But he couldn’t help it as memory gathered speed through his brain.
He’d grown up depending on his father, looking up to him, hanging on his every word. For most of his early years, he’d wanted nothing more than to follow in his father’s footsteps, only to find out that they were the shoes of a philanderer, an extortionist and a fraudster. A man who would take his son’s idolisation and attempt to use it against him...to manipulate it for his own selfish needs.
His gut tightened against the ragged pain he’d thought long buried but that seemed to catch him on the raw much too often these days. It didn’t help his disposition to know that Perla was always present when it happened. That perhaps they shared a connection with hurt and betrayal.
‘If you’re talking about your husband, he was just one man. Don’t let him cloud your judgement about everyone else. Trust your instincts.’
‘Trust my instincts? I don’t think that’s a very good idea. My instincts told me you were a good guy. But you turned on me like I was some sort of criminal when you found out who I was.’
‘I no longer think that, or you wouldn’t be here.’
She opened her mouth to speak, paused, then eyed him. ‘But that’s only half true, isn’t it? If you’d thought I could really cope on my own you wouldn’t have stepped in.’
He dropped his hand, then immediately flexed it at his side when it continued to tingle wildly. ‘You told me how long you’d been out of the corporate world. That, coupled with your husband’s activities, placed you in a vulnerable position.’
‘And you were trying to save me? How unnecessarily noble of you.’ The hand she’d placed on her hips drew attention to her pert breasts. Breasts he’d feasted on for a long time that first night. Breasts he wanted to touch, to caress again more than he wanted his next breath.
He whirled away and focused on the views of the GW Monument and Capitol Hill in the distance, lit up beacons of power, hoping his brain would find a different focus other than replaying the sight of her in that pulse-destroying bikini.
‘So, are you done berating me?’ he asked. He wanted her gone before he did something completely stupid. Like finding out just how robust the wraparound sofa behind him would be with both their weights pounding it.

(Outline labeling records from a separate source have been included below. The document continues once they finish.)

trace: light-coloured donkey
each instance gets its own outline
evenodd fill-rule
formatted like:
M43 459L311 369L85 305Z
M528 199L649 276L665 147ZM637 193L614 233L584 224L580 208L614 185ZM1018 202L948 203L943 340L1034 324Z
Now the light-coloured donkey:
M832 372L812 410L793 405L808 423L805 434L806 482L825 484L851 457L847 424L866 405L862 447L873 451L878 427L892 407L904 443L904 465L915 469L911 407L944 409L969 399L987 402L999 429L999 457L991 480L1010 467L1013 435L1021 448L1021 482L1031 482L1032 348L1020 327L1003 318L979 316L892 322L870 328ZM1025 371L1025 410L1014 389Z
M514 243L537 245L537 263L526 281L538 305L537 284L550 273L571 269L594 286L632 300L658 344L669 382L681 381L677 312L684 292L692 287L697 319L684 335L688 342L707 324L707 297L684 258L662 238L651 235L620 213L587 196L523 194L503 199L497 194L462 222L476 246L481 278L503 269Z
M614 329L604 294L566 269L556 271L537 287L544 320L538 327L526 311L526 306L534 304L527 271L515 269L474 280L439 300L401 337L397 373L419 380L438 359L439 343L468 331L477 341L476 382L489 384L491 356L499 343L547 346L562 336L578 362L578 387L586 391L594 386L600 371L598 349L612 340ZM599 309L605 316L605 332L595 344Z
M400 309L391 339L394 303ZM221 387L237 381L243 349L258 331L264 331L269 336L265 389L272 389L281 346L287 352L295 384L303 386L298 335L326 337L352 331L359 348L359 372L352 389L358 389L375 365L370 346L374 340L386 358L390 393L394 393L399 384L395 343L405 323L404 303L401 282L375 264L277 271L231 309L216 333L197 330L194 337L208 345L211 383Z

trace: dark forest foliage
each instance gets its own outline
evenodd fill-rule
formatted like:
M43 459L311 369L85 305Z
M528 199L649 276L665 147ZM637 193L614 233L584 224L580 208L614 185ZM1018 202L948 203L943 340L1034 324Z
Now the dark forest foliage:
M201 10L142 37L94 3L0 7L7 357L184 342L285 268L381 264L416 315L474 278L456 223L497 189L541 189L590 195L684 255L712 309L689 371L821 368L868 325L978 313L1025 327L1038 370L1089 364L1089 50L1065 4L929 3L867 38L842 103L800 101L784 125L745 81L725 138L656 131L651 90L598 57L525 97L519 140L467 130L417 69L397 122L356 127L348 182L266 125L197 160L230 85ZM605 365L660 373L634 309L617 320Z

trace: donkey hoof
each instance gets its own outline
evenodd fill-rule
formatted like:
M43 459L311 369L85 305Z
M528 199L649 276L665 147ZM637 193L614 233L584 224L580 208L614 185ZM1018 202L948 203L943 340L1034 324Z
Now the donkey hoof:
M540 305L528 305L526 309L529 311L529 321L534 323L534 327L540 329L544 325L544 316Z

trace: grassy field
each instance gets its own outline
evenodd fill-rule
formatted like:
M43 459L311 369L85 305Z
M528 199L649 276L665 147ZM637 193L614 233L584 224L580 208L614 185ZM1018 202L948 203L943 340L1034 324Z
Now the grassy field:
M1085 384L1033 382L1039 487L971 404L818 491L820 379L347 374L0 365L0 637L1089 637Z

‘No. I don’t need saving, Ari.’
‘Fine, I won’t interfere. Even though you’ve clearly exacerbated a simple assessment directive, perhaps I should’ve just let things play out. Let’s move on, shall we?’
Behind him, she heard her soft sigh. ‘Move on. That’s easy for you to say.’
His chest tightened. ‘No, actually, it’s not,’ he said, then froze. Where the hell had that come from? Pushing his hands into his pockets, he hoped she would let the careless slip slide.
Instead, she came closer until she stood next to him. ‘What do you mean?’ she asked with a soft murmur.
He clenched his jaw for several seconds, then felt the words spiral out of him. ‘It means I know what it feels like to be under scrutiny. To know that people are looking at you and forming judgements you have no control over. That at best you were being judged with pity and at worst with scorn and malice.’
She sucked in a shocked breath. ‘God, who...why...?’
He turned and glanced at her. Her wide eyes were drowning in sympathy and her mouth was parted with agitation. The realisation that she wore that look for him struck him in the gut. ‘You don’t know about Alexandrou Pantelides, my father?’
She shook her head.
Giddy relief poured through him. ‘Then I prefer to keep you in the dark just a little while longer.’
‘Was he...was he the one you meant when you said him that day in your office?’
Another time, another slip. When it came to this woman, it seemed he didn’t know when to shut the hell up. ‘Yes,’ he confessed.
‘And you don’t want to be like him? What did he do to you?’ she asked, sympathy making her voice even huskier.
‘Nothing I wish to share with you.’
Although a tinge of hurt washed over her eyes, she kept her gaze on him. ‘Okay. But you know there’s nothing to stop me from searching the Web for information the moment I leave here.’
His insides tightened at the thought of Perla knowing just how mired in deceit and humiliation his past was. ‘No, there isn’t. But it’ll be an extra few minutes when I know you’re not forming an opinion about me the way you think others are doing about you.’